'Spread the word, not the flu,' says DHH

Staff reports

The Department of Health and Hospitals is asking Louisianans to "Spread the Word, Not the Flu!"  in its annual "Fight the Flu" campaign urging people to get an annual flu shot.

Every year, of millions who contract the flu, more than 36,000 people in the United States die of the virus and more than 200,000 are hospitalized.

Influenza also has a tremendous impact on school attendance and on the families of school children. Twenty-eight percent of school-aged-children get influenza each year. For every 100 school children, influenza accounts for 63 missed school days a year.

Of every 100 children who get the flu, 25 family members will come down with the flu within three days. During the last flu season, 48 percent of Louisiana children 6 months -17 years of age received the flu vaccine, below the national average of 51 percent.

"I want to speak specifically to parents today in urging people to take responsibility in protecting themselves and their families against the flu," DHH Secretary Bruce D. Greenstein said. "Children who miss school because of this illness can't learn, and parents fully understand the struggles of caring for a sick child.”

So far this year, flu activity is sporadic across most of Louisiana, with northwest and central Louisiana reporting high numbers of cases. In an effort to stop the spread of the disease, medical professionals and officials from DHH gathered in every region with local leaders to stress the importance of vaccinations.

The vaccine, which this year the Centers for Disease Control and Prevention (CDC) is recommending for everyone 6 months of age and older, is the best protection against getting the flu.

Flu vaccines have been given for more than 50 years and they have a good safety track record. Flu vaccines are made the same way each year and their safety is closely monitored by the CDC and the Food and Drug Administration. Hundreds of millions of flu vaccines have been given safely.

Although flu season began last month, it's never too late to get vaccinated and be protected against the virus, the department said.  While everyone should get a flu vaccine, vaccination is especially critical for certain groups who are at higher risk of developing flu-related complications.

The groups include all children 6 months - 18 years of age, everyone 50 years and older, women who are pregnant or plan to be pregnant during flu season, American Indians and Alaskan Natives, people with weakened immune systems or chronic medical conditions (such as asthma, diabetes or heart and lung disease), the morbidly obese, and residents of nursing homes and other long-term care facilities

"Vaccination is also important for health care workers, and other people who live with or care for high risk individuals to keep from spreading flu to people who may be especially susceptible to the virus' effects. This includes anyone who works with babies younger than 6 months of age, who are not eligible for the vaccine themselves," said State Health Officer Jimmy Guidry. "This year's vaccine is plentiful and available at many places like health care providers, pharmacies, some employers and Louisiana's parish health units."

The flu usually spreads from person to person in respiratory droplets when people who are infected cough or sneeze. People occasionally may become infected by touching something with influenza virus on it and then touching their mouth, nose or eyes.

Influenza usually starts suddenly and may include the following symptoms fever (usually high), headache, tiredness (can be extreme), coughing, sore throat, runny or stuffy nose, body aches, diarrhea and vomiting (more common among children than adults)

Having these symptoms does not always mean that you have the flu.
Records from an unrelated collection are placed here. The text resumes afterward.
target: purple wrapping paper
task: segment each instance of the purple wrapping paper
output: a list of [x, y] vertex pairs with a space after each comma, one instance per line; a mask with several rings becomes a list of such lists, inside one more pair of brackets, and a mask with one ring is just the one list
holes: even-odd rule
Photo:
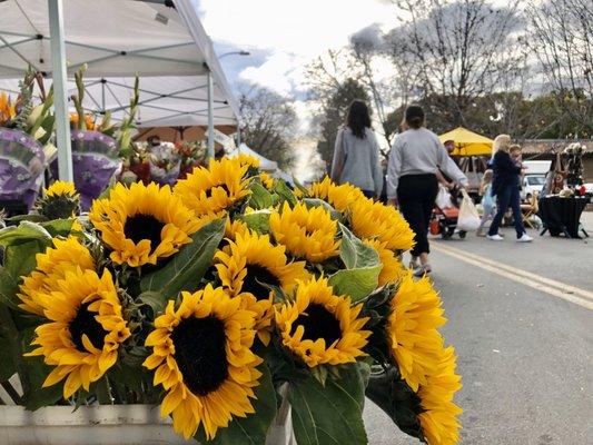
[[0, 128], [0, 200], [22, 201], [33, 207], [43, 180], [46, 156], [31, 136]]
[[82, 210], [90, 209], [121, 169], [116, 141], [99, 131], [72, 131], [72, 168], [75, 187], [80, 194]]

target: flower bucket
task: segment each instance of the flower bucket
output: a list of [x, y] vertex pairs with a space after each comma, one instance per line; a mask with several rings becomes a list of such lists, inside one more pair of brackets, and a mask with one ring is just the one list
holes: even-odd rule
[[29, 135], [0, 128], [0, 201], [22, 205], [28, 212], [43, 180], [43, 148]]
[[[294, 445], [289, 409], [273, 423], [266, 445]], [[175, 434], [158, 406], [0, 406], [2, 445], [197, 445]]]

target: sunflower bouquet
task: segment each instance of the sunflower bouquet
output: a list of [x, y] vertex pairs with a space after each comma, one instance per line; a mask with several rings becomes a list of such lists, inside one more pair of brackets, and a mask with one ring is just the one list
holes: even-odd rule
[[394, 208], [239, 156], [116, 185], [80, 220], [0, 231], [0, 379], [29, 409], [155, 404], [200, 444], [276, 445], [291, 423], [297, 444], [357, 445], [366, 395], [425, 443], [458, 441], [442, 301], [402, 265]]

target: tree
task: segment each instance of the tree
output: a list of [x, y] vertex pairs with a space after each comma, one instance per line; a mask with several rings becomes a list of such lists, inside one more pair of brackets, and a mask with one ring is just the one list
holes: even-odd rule
[[590, 0], [532, 2], [528, 44], [563, 110], [593, 134], [593, 8]]
[[344, 125], [346, 112], [350, 102], [355, 99], [368, 102], [369, 97], [365, 87], [355, 79], [346, 79], [339, 85], [324, 107], [324, 117], [320, 122], [320, 139], [317, 142], [317, 151], [325, 161], [327, 171], [332, 167], [336, 135]]
[[406, 65], [408, 88], [447, 127], [468, 126], [472, 102], [508, 82], [522, 56], [513, 37], [517, 1], [498, 9], [486, 0], [394, 2], [406, 14], [387, 36], [394, 65]]
[[261, 156], [275, 160], [280, 168], [293, 164], [291, 142], [298, 118], [290, 100], [264, 88], [253, 86], [239, 95], [244, 119], [243, 140]]

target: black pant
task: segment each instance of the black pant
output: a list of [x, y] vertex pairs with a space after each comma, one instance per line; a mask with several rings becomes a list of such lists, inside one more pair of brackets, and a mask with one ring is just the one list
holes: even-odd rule
[[429, 254], [428, 222], [433, 212], [438, 181], [435, 175], [407, 175], [399, 178], [397, 200], [406, 221], [414, 230], [416, 245], [412, 255]]

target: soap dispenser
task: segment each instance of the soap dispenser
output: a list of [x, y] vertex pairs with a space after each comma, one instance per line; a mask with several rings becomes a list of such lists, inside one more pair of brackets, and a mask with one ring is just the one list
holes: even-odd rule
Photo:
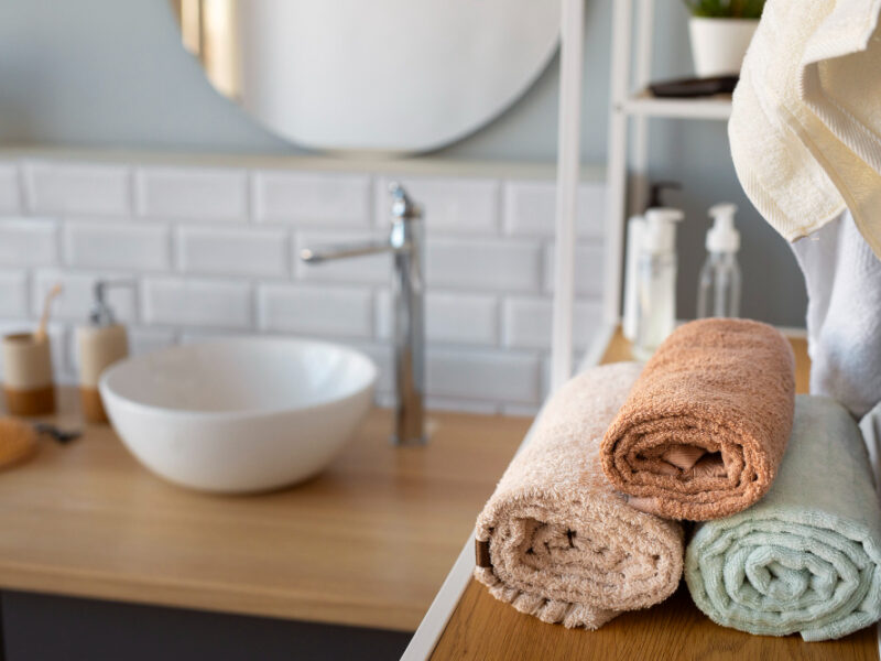
[[678, 182], [656, 182], [651, 186], [649, 204], [642, 214], [631, 216], [627, 221], [627, 260], [624, 262], [624, 315], [621, 330], [631, 343], [639, 334], [639, 267], [642, 253], [642, 235], [645, 231], [645, 212], [663, 207], [664, 191], [678, 191]]
[[89, 422], [107, 422], [107, 413], [98, 392], [98, 379], [111, 364], [129, 354], [126, 327], [116, 322], [107, 303], [109, 288], [133, 286], [128, 280], [98, 280], [94, 286], [94, 304], [88, 323], [76, 329], [79, 356], [79, 395], [83, 414]]
[[676, 223], [679, 209], [645, 212], [638, 266], [638, 324], [633, 355], [648, 360], [676, 324]]
[[700, 269], [697, 316], [736, 317], [740, 313], [740, 267], [737, 251], [740, 232], [735, 227], [737, 206], [717, 204], [709, 209], [713, 227], [707, 231], [707, 261]]

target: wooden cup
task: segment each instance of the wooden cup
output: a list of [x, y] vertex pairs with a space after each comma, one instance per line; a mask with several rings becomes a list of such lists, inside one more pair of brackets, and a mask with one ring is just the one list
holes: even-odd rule
[[3, 394], [12, 415], [45, 415], [55, 412], [52, 351], [48, 338], [32, 333], [7, 335], [2, 340]]

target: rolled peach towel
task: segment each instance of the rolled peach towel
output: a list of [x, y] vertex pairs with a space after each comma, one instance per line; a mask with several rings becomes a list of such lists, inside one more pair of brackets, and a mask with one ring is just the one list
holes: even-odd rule
[[792, 347], [748, 319], [690, 322], [645, 365], [602, 441], [602, 469], [630, 505], [706, 521], [768, 492], [790, 437]]
[[475, 576], [521, 613], [597, 629], [679, 583], [682, 527], [629, 507], [599, 462], [639, 372], [620, 362], [563, 386], [477, 520]]

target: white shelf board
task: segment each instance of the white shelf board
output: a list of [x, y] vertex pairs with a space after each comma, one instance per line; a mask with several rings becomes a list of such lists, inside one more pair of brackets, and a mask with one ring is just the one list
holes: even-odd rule
[[719, 95], [695, 99], [657, 98], [641, 93], [628, 98], [619, 110], [644, 117], [727, 120], [731, 116], [731, 97]]

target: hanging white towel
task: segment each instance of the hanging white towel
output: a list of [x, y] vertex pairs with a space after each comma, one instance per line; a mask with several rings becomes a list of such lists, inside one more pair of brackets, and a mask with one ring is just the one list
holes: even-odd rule
[[848, 212], [793, 250], [807, 285], [811, 392], [859, 419], [881, 401], [881, 260]]
[[794, 241], [847, 206], [881, 256], [881, 0], [769, 0], [728, 124], [747, 195]]

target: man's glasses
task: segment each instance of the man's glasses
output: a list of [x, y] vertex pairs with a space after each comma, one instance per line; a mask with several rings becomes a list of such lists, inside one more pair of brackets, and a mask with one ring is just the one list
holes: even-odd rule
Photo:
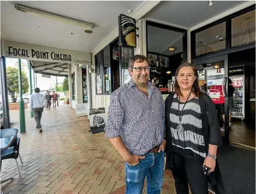
[[137, 72], [142, 72], [142, 70], [144, 69], [145, 70], [145, 71], [149, 71], [150, 70], [150, 66], [146, 66], [145, 68], [132, 68], [132, 69], [135, 69], [136, 71]]

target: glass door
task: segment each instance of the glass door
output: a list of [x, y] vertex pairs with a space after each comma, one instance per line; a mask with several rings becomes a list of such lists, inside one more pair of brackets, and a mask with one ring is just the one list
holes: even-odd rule
[[202, 91], [207, 93], [215, 104], [220, 130], [223, 132], [224, 142], [228, 143], [228, 56], [225, 55], [195, 61], [193, 63], [198, 68], [199, 84]]

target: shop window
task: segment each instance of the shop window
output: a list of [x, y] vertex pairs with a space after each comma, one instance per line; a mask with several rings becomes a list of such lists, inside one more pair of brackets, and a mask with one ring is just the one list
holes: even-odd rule
[[147, 55], [150, 62], [150, 81], [168, 93], [182, 60], [186, 60], [186, 31], [147, 21]]
[[226, 48], [226, 22], [195, 34], [196, 55], [209, 53]]
[[130, 59], [134, 55], [134, 50], [133, 48], [122, 47], [122, 78], [123, 85], [127, 83], [132, 77], [130, 76], [128, 71], [129, 61]]
[[231, 46], [255, 42], [255, 10], [231, 19]]
[[102, 94], [102, 57], [101, 52], [95, 55], [95, 73], [96, 81], [96, 94]]
[[103, 94], [111, 93], [111, 76], [110, 66], [110, 45], [107, 45], [103, 49]]

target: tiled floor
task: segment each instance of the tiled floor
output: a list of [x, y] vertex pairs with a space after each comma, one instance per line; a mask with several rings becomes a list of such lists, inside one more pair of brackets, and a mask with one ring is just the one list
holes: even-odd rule
[[[1, 185], [6, 193], [110, 193], [124, 185], [123, 159], [104, 133], [88, 132], [87, 118], [77, 118], [74, 109], [60, 104], [44, 111], [40, 133], [29, 115], [27, 109], [27, 133], [18, 134], [21, 176], [14, 159], [2, 161], [1, 178], [15, 178]], [[176, 193], [173, 179], [164, 176], [162, 193]]]

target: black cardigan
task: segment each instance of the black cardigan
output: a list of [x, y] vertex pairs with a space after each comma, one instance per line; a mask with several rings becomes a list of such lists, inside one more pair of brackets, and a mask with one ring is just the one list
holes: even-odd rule
[[[165, 100], [165, 127], [166, 129], [166, 145], [165, 147], [166, 155], [166, 169], [173, 167], [172, 161], [174, 150], [173, 146], [172, 145], [172, 133], [170, 130], [170, 117], [169, 116], [173, 95], [173, 94], [170, 94]], [[212, 102], [211, 98], [206, 94], [203, 94], [199, 98], [199, 103], [201, 110], [202, 126], [205, 140], [205, 150], [208, 153], [209, 144], [219, 146], [222, 145], [221, 133], [215, 105]], [[194, 155], [194, 157], [199, 162], [204, 162], [204, 158], [203, 157], [198, 155]], [[208, 180], [212, 185], [212, 190], [216, 194], [225, 193], [225, 188], [222, 178], [218, 162], [217, 161], [216, 162], [215, 170], [211, 173]]]

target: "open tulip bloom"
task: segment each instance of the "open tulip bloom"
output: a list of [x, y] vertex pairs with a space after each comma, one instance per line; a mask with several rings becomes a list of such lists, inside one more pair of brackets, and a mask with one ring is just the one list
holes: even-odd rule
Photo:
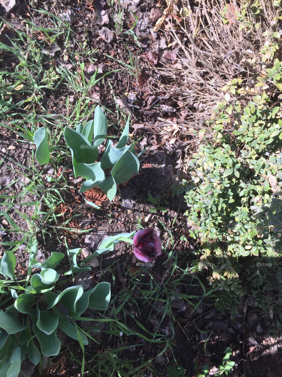
[[135, 233], [133, 238], [134, 253], [136, 257], [146, 263], [151, 263], [162, 253], [162, 243], [154, 229], [146, 228]]

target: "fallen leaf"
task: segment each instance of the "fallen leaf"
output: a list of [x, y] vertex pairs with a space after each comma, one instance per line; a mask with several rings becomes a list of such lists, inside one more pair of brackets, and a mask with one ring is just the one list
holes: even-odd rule
[[150, 14], [150, 19], [152, 22], [155, 22], [162, 17], [162, 14], [159, 8], [152, 8]]
[[66, 21], [70, 24], [74, 23], [77, 20], [76, 16], [73, 11], [68, 9], [64, 13], [60, 13], [59, 15], [63, 21]]
[[276, 188], [277, 187], [277, 180], [274, 175], [270, 174], [268, 178], [268, 180], [269, 181], [269, 183], [273, 187]]
[[95, 12], [96, 20], [100, 25], [109, 23], [109, 16], [106, 11], [97, 11]]
[[165, 19], [173, 11], [173, 0], [169, 0], [168, 6], [164, 11], [164, 14], [158, 20], [153, 30], [154, 31], [158, 31], [161, 26], [165, 21]]
[[177, 60], [176, 54], [175, 52], [165, 50], [161, 51], [159, 56], [161, 61], [165, 64], [171, 64]]
[[100, 91], [99, 88], [97, 87], [91, 87], [88, 91], [88, 95], [90, 98], [97, 101], [97, 102], [100, 101]]
[[168, 106], [167, 105], [161, 105], [160, 107], [162, 110], [168, 113], [173, 113], [176, 111], [174, 107], [171, 106]]
[[74, 239], [76, 239], [78, 238], [79, 236], [77, 234], [71, 234], [71, 237]]
[[158, 63], [158, 55], [152, 51], [148, 51], [145, 54], [145, 57], [147, 59], [149, 62], [154, 66], [155, 66]]
[[150, 76], [144, 69], [142, 69], [138, 74], [137, 81], [139, 86], [144, 86], [150, 78]]
[[99, 32], [99, 35], [104, 41], [109, 43], [114, 39], [114, 33], [108, 28], [104, 26]]

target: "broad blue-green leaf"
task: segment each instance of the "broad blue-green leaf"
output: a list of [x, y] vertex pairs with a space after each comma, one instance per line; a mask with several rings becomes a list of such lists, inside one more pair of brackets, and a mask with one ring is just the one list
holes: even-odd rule
[[117, 193], [117, 185], [111, 175], [107, 177], [103, 182], [97, 184], [97, 186], [104, 192], [109, 200], [112, 200]]
[[50, 159], [47, 131], [44, 127], [36, 130], [33, 135], [33, 141], [36, 146], [35, 158], [40, 165], [48, 164]]
[[[75, 326], [71, 323], [67, 319], [60, 316], [59, 318], [59, 324], [58, 327], [62, 331], [66, 334], [67, 335], [78, 340], [77, 334]], [[80, 336], [83, 340], [84, 344], [88, 344], [88, 339], [84, 334], [80, 331]]]
[[8, 250], [4, 252], [3, 257], [0, 262], [0, 274], [5, 277], [15, 280], [15, 268], [16, 257], [12, 251]]
[[93, 135], [94, 132], [94, 121], [89, 120], [82, 129], [81, 134], [85, 136], [92, 145]]
[[8, 336], [9, 334], [5, 330], [0, 330], [0, 349], [5, 344]]
[[39, 330], [50, 335], [57, 328], [58, 318], [58, 316], [51, 311], [40, 310], [36, 324]]
[[57, 332], [54, 331], [50, 335], [47, 335], [38, 329], [36, 331], [36, 326], [33, 327], [33, 332], [40, 344], [42, 354], [44, 356], [55, 356], [58, 354], [61, 349], [61, 342], [57, 337]]
[[118, 143], [117, 145], [117, 148], [123, 148], [126, 145], [126, 143], [128, 140], [128, 135], [129, 133], [129, 115], [126, 124], [120, 136]]
[[[79, 124], [78, 124], [76, 126], [76, 131], [77, 132], [78, 132], [79, 133], [82, 133], [82, 130], [83, 129], [83, 126], [80, 123]], [[90, 143], [90, 144], [92, 144]]]
[[30, 262], [30, 267], [33, 268], [44, 267], [44, 268], [55, 268], [61, 262], [64, 257], [65, 254], [62, 253], [53, 251], [51, 255], [42, 263], [38, 262], [33, 258]]
[[77, 301], [73, 315], [80, 316], [87, 308], [105, 310], [111, 299], [111, 284], [107, 282], [99, 283], [94, 288], [83, 293]]
[[82, 272], [83, 271], [91, 271], [91, 267], [86, 266], [85, 267], [79, 267], [77, 265], [76, 260], [77, 256], [82, 251], [81, 249], [73, 249], [70, 250], [71, 259], [73, 260], [73, 265], [68, 271], [65, 273], [65, 275], [70, 275], [73, 273]]
[[21, 334], [19, 338], [20, 344], [21, 345], [25, 344], [27, 343], [32, 337], [30, 329], [29, 326], [28, 326], [26, 328], [24, 329], [21, 333]]
[[75, 312], [76, 302], [83, 293], [82, 285], [68, 287], [59, 294], [50, 291], [44, 293], [48, 307], [47, 309], [55, 306], [59, 301], [60, 303], [71, 311]]
[[30, 305], [34, 302], [35, 297], [30, 293], [22, 293], [20, 294], [15, 301], [14, 305], [17, 310], [21, 313], [30, 314], [32, 317], [34, 315], [34, 311]]
[[94, 162], [97, 159], [98, 149], [91, 146], [83, 135], [68, 127], [65, 128], [64, 136], [67, 145], [71, 150], [74, 175], [77, 177], [76, 165], [79, 162]]
[[118, 184], [126, 182], [139, 170], [140, 163], [137, 157], [126, 150], [112, 169], [111, 173]]
[[105, 173], [101, 168], [101, 162], [93, 164], [77, 164], [76, 172], [80, 177], [92, 179], [94, 182], [101, 182], [105, 179]]
[[99, 205], [97, 205], [97, 204], [96, 204], [95, 203], [92, 203], [92, 202], [89, 202], [88, 200], [86, 200], [83, 195], [82, 195], [82, 196], [84, 199], [84, 201], [85, 203], [86, 203], [89, 205], [92, 205], [92, 207], [94, 207], [94, 208], [97, 208], [98, 209], [100, 209], [101, 208], [100, 207], [99, 207]]
[[112, 251], [115, 245], [120, 241], [123, 241], [124, 242], [133, 244], [133, 241], [132, 239], [135, 234], [135, 232], [134, 231], [131, 233], [121, 233], [115, 236], [111, 236], [107, 237], [102, 242], [98, 249], [93, 253], [92, 257], [102, 254], [108, 250]]
[[21, 362], [26, 357], [29, 346], [28, 344], [22, 344], [20, 347], [21, 348]]
[[102, 144], [107, 135], [107, 118], [100, 106], [94, 113], [94, 139], [93, 145], [98, 147]]
[[21, 371], [21, 348], [16, 347], [11, 357], [11, 365], [7, 372], [7, 377], [18, 377]]
[[77, 333], [77, 339], [78, 339], [78, 342], [79, 343], [79, 345], [81, 347], [81, 349], [82, 351], [82, 354], [83, 355], [82, 360], [81, 362], [81, 375], [83, 376], [84, 374], [84, 345], [83, 344], [83, 340], [80, 335], [81, 333], [78, 329], [78, 328], [76, 325], [75, 325], [75, 326], [76, 328], [76, 331]]
[[37, 365], [41, 359], [41, 354], [32, 339], [29, 343], [27, 356], [35, 365]]
[[33, 289], [38, 291], [46, 288], [46, 285], [55, 283], [59, 279], [59, 274], [52, 268], [42, 270], [40, 274], [35, 274], [30, 279], [30, 284]]
[[111, 142], [108, 140], [106, 149], [101, 159], [101, 166], [103, 170], [110, 169], [114, 166], [126, 151], [134, 150], [134, 144], [132, 144], [123, 148], [111, 148]]
[[8, 334], [11, 334], [22, 331], [26, 326], [23, 326], [20, 323], [16, 312], [0, 311], [0, 327]]
[[97, 182], [96, 181], [92, 181], [92, 179], [88, 179], [87, 181], [85, 181], [80, 186], [79, 189], [79, 193], [83, 194], [85, 191], [88, 191], [91, 188], [97, 186], [98, 184]]

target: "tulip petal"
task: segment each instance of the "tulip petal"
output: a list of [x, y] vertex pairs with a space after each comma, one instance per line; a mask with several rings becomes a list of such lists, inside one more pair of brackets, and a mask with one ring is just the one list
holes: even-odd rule
[[141, 229], [133, 237], [133, 251], [138, 259], [145, 263], [154, 262], [162, 253], [162, 243], [157, 232], [152, 228]]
Many different illnesses, including the common cold, can have similar symptoms.

DHH also encourages the public to take preventive actions to stop the spread of the flu, such as covering the nose and mouth with a tissue when coughing or sneezing, and throwing the tissue in the trash immediately; washing hands often with soap and water or using an alcohol-based hand rub. avoiding touching the eyes, nose and mouth, and avoiding close contact with sick people.

For those who have a flu-like illness, CDC recommends staying  home for at least 24 hours after a fever has dissipated, except to get medical care or for other necessities.